J’ai donc interviewé Elisabeth Loisel, seconde française à posséder le BEPF, coach de cette équipe militaire qui est allée au bout de cette aventure et de son graal : le titre.
De l’ensemble de ces réponses, j’en ai déduit les points suivants, présentés -volontairement- pour être en phase avec la didactique militaire :
1°) Il faut un objectif : La Défense avait fixé le sien.
Elisabeth Loisel : (..) « L’objectif de la Défense était d’organiser cette compétition en France et aussi de la gagner ».
2°) Il faut une organisation pour atteindre l’objectif.
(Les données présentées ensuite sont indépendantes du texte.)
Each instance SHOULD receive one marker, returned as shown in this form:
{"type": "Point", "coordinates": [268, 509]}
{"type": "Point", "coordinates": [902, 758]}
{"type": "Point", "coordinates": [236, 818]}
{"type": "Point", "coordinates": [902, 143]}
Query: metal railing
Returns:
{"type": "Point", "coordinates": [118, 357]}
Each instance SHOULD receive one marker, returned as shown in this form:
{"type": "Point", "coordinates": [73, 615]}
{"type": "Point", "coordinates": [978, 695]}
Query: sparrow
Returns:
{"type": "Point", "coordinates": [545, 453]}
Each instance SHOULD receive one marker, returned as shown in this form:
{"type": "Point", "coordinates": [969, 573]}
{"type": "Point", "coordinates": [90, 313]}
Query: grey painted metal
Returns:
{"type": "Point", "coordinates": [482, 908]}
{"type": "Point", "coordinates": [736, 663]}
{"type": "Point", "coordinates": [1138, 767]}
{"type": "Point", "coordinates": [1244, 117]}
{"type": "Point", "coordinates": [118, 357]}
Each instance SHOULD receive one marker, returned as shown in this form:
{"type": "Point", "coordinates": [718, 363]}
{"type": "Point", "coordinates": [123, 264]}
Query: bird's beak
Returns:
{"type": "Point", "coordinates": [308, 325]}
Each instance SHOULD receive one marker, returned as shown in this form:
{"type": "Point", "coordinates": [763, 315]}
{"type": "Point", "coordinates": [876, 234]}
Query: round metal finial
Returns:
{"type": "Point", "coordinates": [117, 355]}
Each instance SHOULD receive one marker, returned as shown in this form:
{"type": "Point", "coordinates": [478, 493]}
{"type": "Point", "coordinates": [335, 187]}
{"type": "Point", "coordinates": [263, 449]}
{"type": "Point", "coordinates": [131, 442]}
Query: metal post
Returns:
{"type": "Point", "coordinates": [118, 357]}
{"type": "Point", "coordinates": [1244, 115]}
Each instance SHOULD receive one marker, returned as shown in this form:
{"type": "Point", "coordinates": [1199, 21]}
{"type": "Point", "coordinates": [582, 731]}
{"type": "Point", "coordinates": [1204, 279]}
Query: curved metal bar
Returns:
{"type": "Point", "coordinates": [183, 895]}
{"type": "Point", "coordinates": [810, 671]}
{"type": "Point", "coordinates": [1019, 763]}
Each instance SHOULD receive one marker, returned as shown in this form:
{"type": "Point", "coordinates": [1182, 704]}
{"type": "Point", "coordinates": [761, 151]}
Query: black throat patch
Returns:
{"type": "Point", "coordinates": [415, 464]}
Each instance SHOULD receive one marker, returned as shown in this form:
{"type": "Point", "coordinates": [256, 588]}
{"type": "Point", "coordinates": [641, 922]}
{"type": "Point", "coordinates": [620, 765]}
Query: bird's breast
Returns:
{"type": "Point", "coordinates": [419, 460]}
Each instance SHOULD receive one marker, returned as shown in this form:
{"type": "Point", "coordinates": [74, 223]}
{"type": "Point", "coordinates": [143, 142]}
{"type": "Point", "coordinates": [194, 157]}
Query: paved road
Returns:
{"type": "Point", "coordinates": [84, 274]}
Lesféminines : Comment avez-vous fait pour réaliser cette performance en si peu de temps ? Elisabeth Loisel (…) « J’ai pris les fonctions au sein de cette équipe détachée par la fédération avec quelques stages à la suite de la préparation de la compétition en Octobre dernier en Corée. C’est un travail qui a été réalisé sur une année avec l’objectif d’être au plus haut niveau. On a fait quelques stages, des rassemblements et au fur et à mesure des possibilités que j’avais, j’ai choisi entre les militaires de carrière et les réservistes qui dépendaient des clubs.
On a réussi à faire une équipe compétitive à ce niveau là qui puissent défendre ses chances pour avoir le titre ».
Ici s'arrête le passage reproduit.